Menurutnya, jangan sampai banyaknya kementerian atau lembaga negara yang terlibat tersebut hanya menjadi aksesori pemanis namun nihil hasil.
Pasalnya, kata Sayyidatul, bukan hanya korban dan keluarga korban yang akan diciderai dengan harapan palsu, namun masyarakat juga akan dirugikan, mengingat segala pembiayaan yang diperlukan dalam pelaksanaan Tim Pemantau PPHAM bersumber dari APBN.
“Artinya, negara harus memastikan dan menjamin bahwa seluruh kementerian/lembaga yang terlibat dalam Tim tidak hanya menjadi institusionalisasi absurd, namun juga benar-benar substantif dalam memberikan hak atas reparasi,” kata Sayyidatul.
Sementara itu, peneliti senior SETARA Institute yang juga dosen hukum tata negara UIN Syarif Hidayatullah Jakarta, Ismail Hasani mengatakan hal lain yang jauh lebih fundamental adalah hak atas pengungkapan kebenaran (right to truth) dan hak atas keadilan (right to justice).
Hal tersebut sebagai bagian dari konsep transitional justice yang perlu menjadi alerta bagi pemerintah untuk bergegas membangun political will dalam menngusut tuntas pelanggaran HAM berat.
SETARA juga mengingatkan dorongan PBB terhadap Pemerintah Indonesia untuk menguatkan komitmen melawan impunitas serta memaksimalkan upaya dalam pemenuhan keadilan transisional secara komprehensif, terutama terkait right to truth dan right to justice.

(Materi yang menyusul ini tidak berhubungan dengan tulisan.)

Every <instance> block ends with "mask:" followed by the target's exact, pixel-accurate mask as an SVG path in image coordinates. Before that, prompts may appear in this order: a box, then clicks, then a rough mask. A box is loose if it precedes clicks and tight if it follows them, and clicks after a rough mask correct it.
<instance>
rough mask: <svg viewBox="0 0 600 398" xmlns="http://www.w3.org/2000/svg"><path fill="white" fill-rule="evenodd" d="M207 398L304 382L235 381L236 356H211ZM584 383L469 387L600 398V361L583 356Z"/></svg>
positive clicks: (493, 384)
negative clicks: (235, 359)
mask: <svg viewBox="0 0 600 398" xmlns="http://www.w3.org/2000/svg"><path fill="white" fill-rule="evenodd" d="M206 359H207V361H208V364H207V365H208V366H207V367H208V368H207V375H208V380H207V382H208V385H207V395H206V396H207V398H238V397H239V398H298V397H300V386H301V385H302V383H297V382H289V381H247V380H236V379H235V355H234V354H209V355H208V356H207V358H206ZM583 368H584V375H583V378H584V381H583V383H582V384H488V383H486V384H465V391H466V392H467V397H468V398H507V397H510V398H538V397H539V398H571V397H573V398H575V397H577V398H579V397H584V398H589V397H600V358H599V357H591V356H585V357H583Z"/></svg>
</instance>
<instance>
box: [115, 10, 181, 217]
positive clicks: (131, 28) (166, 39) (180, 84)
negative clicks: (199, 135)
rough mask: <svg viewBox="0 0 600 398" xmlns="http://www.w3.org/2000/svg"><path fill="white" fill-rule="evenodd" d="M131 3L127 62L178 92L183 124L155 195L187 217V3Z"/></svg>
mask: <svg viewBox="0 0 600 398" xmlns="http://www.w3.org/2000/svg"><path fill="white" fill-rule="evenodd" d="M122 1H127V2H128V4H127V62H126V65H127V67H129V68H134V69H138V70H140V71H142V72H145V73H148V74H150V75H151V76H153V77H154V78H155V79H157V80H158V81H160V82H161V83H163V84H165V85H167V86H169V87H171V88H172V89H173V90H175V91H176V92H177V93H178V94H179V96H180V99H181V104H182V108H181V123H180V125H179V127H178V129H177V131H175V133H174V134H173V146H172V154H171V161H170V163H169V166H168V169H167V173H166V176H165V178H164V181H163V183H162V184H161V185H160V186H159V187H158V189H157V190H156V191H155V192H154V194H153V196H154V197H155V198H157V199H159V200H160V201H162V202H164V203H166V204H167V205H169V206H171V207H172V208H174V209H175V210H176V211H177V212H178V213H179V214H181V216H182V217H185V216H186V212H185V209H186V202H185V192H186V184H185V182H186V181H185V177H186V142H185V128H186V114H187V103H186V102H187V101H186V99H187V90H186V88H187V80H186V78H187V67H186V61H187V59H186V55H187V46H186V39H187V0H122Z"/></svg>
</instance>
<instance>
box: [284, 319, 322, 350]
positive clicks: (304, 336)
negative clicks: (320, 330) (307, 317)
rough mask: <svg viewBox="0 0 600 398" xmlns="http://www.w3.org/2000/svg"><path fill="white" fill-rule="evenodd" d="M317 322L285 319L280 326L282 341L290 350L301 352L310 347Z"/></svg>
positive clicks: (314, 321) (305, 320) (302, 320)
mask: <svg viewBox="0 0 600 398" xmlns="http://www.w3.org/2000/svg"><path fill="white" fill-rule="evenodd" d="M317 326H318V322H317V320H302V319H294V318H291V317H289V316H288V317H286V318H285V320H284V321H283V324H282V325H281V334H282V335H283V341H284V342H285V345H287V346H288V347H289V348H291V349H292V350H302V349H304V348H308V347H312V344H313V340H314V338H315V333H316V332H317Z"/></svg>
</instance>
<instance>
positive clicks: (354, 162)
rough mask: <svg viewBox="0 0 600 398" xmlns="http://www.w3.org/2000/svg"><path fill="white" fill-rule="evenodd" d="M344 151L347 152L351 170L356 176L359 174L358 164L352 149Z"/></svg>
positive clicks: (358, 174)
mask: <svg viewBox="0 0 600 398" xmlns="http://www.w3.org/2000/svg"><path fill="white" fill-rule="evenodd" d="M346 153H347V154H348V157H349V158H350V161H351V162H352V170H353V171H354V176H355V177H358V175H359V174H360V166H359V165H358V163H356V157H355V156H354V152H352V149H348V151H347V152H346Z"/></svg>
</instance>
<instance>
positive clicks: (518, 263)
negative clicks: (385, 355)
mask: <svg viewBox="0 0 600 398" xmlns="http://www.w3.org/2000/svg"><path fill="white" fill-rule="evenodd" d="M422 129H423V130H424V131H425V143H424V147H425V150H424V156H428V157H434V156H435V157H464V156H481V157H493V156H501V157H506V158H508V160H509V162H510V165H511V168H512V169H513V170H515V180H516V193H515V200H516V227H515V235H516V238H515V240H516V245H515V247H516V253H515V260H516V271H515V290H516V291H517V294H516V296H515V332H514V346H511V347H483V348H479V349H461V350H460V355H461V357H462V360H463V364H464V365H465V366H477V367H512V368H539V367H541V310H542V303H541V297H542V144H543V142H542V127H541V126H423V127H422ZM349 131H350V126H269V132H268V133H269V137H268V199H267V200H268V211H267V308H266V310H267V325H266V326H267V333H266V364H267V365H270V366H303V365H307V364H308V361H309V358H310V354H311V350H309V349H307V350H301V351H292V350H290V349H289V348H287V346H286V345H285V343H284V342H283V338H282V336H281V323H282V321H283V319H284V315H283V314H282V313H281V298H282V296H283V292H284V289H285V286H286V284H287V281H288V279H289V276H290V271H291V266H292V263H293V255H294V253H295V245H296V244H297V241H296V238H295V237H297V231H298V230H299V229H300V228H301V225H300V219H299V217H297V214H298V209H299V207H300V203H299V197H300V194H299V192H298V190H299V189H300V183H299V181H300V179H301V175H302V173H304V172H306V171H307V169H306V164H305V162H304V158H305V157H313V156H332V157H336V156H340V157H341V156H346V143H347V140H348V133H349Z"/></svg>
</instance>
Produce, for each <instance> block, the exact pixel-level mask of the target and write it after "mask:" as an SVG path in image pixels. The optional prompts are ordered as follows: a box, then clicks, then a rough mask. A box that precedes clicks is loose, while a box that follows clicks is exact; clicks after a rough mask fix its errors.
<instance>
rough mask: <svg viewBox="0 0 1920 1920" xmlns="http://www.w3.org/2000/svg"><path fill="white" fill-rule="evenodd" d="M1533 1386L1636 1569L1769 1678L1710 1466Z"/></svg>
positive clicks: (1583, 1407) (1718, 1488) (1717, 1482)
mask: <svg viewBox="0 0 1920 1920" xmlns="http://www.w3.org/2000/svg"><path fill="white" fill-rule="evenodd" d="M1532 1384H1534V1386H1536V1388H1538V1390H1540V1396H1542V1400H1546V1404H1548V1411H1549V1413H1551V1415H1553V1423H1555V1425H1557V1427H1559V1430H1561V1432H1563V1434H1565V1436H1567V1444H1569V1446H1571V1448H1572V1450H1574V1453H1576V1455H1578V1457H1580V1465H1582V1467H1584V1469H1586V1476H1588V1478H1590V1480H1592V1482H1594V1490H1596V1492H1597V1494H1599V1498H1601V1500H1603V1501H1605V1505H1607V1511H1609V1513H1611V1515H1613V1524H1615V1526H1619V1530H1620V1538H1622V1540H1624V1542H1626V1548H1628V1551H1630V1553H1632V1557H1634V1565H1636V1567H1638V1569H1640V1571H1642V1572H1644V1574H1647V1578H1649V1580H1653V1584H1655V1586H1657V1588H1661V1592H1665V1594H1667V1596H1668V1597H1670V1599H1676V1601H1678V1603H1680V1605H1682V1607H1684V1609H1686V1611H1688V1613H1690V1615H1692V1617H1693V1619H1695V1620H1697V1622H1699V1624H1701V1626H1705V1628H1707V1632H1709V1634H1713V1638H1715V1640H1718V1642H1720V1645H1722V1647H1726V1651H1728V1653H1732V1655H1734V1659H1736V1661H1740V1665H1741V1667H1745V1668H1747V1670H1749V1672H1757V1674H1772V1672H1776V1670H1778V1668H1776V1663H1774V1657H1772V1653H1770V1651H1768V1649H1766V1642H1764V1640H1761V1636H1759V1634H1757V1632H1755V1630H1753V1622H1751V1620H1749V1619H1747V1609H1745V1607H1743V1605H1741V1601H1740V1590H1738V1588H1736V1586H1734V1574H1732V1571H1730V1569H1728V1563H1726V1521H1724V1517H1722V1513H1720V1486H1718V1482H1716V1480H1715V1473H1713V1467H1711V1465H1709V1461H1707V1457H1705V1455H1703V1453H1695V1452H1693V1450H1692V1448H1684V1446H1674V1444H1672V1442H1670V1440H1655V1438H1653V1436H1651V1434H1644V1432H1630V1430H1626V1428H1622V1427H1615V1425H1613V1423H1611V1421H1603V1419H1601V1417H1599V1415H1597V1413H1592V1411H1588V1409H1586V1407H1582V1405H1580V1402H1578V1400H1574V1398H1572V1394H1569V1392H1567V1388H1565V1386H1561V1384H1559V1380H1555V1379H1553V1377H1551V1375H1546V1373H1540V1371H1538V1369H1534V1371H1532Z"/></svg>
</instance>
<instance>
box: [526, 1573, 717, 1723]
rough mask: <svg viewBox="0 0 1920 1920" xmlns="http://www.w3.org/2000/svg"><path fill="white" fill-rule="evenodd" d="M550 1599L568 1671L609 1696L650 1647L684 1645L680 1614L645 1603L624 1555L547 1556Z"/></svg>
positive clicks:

Langkah pemutihan pelanggaran HAM berat yang diikuti pengerahan berbagai institusi negara sebagaimana dalam Tim Pelaksana dan Tim Pemantau, kata Ismail akan menjadi babak akhir takaran komitmen Jokowi memenuhi janji Nawacita yang di 2014 dan 2019 menjadi mantra memoles citra dan insentif politik elektoral.
“Paralel dengan instruksi Presiden tersebut, para aktor yang diduga terlibat sejumlah pelanggaran HAM di masa lalu, semakin mulus melenggang melanjutkan karir dan obsesi politiknya menjelang Pemilu 2024,” pungkas Ismail.